Back on topic: I dont think another regulatory agency is going to do jack-shit. Its a good concept and I like how Warren is trying to stick up for the little guy. But the SEC didnt stop Madoff and gov't regulators were totally and completely blind-sided by the financil crisis. Congress and the President have made it crystal clear that they are not interested in punishing idiot bank execs in any way, nor are they interested in any real reform (like bringing back Glass-Steagal).
On the other hand, we haven't had another Enron or Worldcom since Sarbanes-Oxley.
Is another gov't body really going to stop the next crisis? Maybe, I dont think so.
I wonder if Mchenry complains and talks as much shit when he's sucking on his boyfriend's cock.

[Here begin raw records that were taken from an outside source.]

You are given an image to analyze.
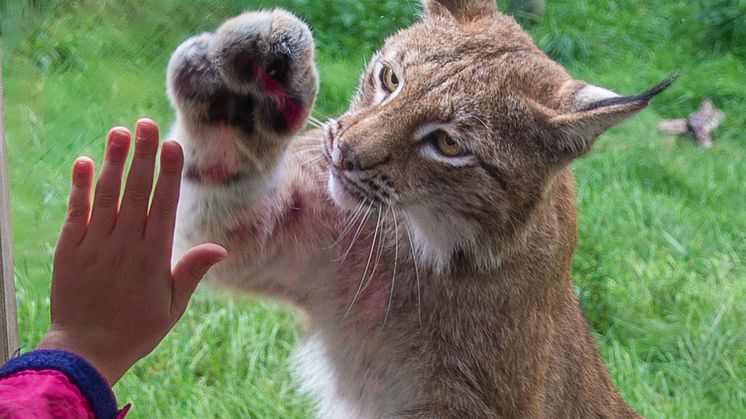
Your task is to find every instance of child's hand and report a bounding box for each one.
[37,119,227,384]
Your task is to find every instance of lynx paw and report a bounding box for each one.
[213,9,317,132]
[168,9,318,135]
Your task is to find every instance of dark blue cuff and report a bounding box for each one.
[0,349,119,419]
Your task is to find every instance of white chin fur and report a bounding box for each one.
[404,205,480,275]
[328,173,362,210]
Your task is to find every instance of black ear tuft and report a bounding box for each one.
[579,74,679,112]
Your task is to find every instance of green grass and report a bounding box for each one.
[2,0,745,417]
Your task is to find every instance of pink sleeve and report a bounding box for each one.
[0,369,97,418]
[0,350,130,418]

mr1234 just coming in dropping elbows off the top rope macho man style. Nicely done.
Kudos to LIBOR as well.
The problem with libertarians organizing (myself included) is that we don't do "groups" well. The whole "rugged individual" thing doesn't translate to a stable voting bloc. The most successful political parties manage to rally the mob against the opposing group. Libertarians just want to be left alone, and don't give a shit about imposing their will on any other groups.
That's exaclty right.
After watching the rodeo-clown shit-show that is modern American politics, I dont think I am even going to vote in the next election cycle.